President George W. Bush nominated three Hispanic leaders to serve on the President's Advisory Commission on Educational Excellence for Hispanic Americans. The president intends to appoint Grammy-Award winning artist Jon Secada, NASA Astronaut Fernando (Frank) Caldeiro and New Mexico Tech research head Van D. Romero. The trio joins 17 members of the commission named in January 2002. Enedelia Schofield, principal of W.L. Henry Elementary School in Hillsboro, Ore., was also nominated to serve as co-chair of the commission.

"These individuals are distinguished role models whose leadership and commitment will help us meet the challenge of leaving no child behind," said Secretary of Education Rod Paige. "Ensuring that every child has an opportunity to excel academically so they may live their own American dream is a fundamental right in this country. I look forward to working with these new members and the entire commission to make this vision a reality."

Born in Havana, Cuba, Latin pop recording artist Jon Secada is considered a pioneer musician of the Latin fusion sound. A resident of Miami since the age of nine, Secada's music has sold nearly 20 million albums worldwide.

National Aeronautics and Space Administration (NASA) Astronaut Fernando (Frank) Caldeiro was raised in New York. He entered NASA as a cryogenics and propulsion systems expert for safety and mission assurance in 1991. NASA selected him as an astronaut candidate in 1996, and he now serves as lead astronaut for European-built station modules.

The third appointee, Van D. Romero, is vice president for research and economic development at the New Mexico Institute of Mining and Technology where he serves as director of the Geophysical Research Center and acts as an external advocate and representative for New Mexico Tech's research activities.
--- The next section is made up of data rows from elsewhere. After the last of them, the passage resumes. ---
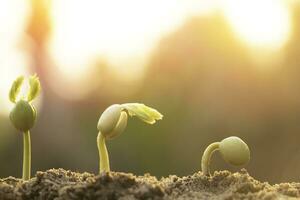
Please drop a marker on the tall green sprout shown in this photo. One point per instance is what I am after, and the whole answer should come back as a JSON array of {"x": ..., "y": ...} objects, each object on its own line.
[
  {"x": 113, "y": 122},
  {"x": 23, "y": 116}
]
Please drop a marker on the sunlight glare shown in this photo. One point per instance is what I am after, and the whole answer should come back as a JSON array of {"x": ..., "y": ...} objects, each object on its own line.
[
  {"x": 13, "y": 62},
  {"x": 260, "y": 23},
  {"x": 121, "y": 31}
]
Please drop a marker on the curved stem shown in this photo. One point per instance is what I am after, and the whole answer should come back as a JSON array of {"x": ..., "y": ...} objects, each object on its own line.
[
  {"x": 205, "y": 162},
  {"x": 26, "y": 156},
  {"x": 103, "y": 155}
]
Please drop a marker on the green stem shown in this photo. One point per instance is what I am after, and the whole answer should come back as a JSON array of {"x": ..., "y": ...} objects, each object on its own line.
[
  {"x": 26, "y": 156},
  {"x": 205, "y": 162},
  {"x": 103, "y": 155}
]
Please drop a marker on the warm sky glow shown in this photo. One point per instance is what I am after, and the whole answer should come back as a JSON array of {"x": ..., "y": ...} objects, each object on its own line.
[
  {"x": 122, "y": 31},
  {"x": 260, "y": 23},
  {"x": 125, "y": 32},
  {"x": 12, "y": 61}
]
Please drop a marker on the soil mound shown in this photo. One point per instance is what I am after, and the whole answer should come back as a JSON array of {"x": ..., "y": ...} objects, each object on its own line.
[{"x": 61, "y": 184}]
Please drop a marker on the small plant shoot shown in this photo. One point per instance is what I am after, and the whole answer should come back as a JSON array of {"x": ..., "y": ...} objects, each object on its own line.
[
  {"x": 232, "y": 149},
  {"x": 113, "y": 122},
  {"x": 23, "y": 116}
]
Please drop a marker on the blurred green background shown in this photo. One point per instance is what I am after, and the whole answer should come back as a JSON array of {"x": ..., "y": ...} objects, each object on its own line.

The Presidentıs Advisory Commission, authorized by Executive Order 13230 in October 2001, is charged with creating a multiyear action plan aimed at closing the educational achievement gap between Hispanic students and their peers. The plan will highlight models of success that will help improve achievement among Hispanic students through coordinated efforts among parents, community leaders, business leaders, educators and public officials. Recommendations will also include ways to improve on and measure Hispanic participation in federal education programs.

"President Bush has made it clear that no child will be left behind in our effort to help all children be successful students," said Leslie Sanchez, executive director of the White House Initiative on Educational Excellence for Hispanic Americans. "We look forward to working with the commission as it develops an unprecedented action plan aimed at benefiting our entire community."

The individuals selected by President Bush represent a variety of backgrounds, including education, business and community service. Members include: Frank Hanna of Atlanta, Ga. (co chair); Patricia Janette Mazzuca of Philadelphia, Pa.; Micaela Alvarez of McAllen, Texas; Christopher Jeffrey Barbic of Houston, Texas; Jose Guadalupe Canchola of Tucson, Ariz.; Jaime Alfonso Escalante of Roseville, Calif.; Charles Patrick Garcia of Boca Raton, Fla,; Norma Sanchez Garza of Brownsville, Texas; Alexander Gonzalez of San Marcos, Calif.; Miguel Angel Hernandez, Jr. of Seabrook Texas; Jose Eugenio Hoyos of Dale City, Va.; Francisco Jose Paret of Palo Alto, Calif.; Altagracia Ramos of Beavercreek, Ohio; Ofelia Saenz Vanden Bosch of Houston, Texas; Rene Vasquez of San Juan, P.R.; and Octavio Jesus Visiedo of Coral Gables, Fla.

Secretary Paige serves as an ex-officio member of the commission, as does Hector Barreto, administrator, Small Business Administration; Paul O'Neill, secretary, Department of the Treasury; and Mel Martinez, secretary, Department of Housing and Urban Development.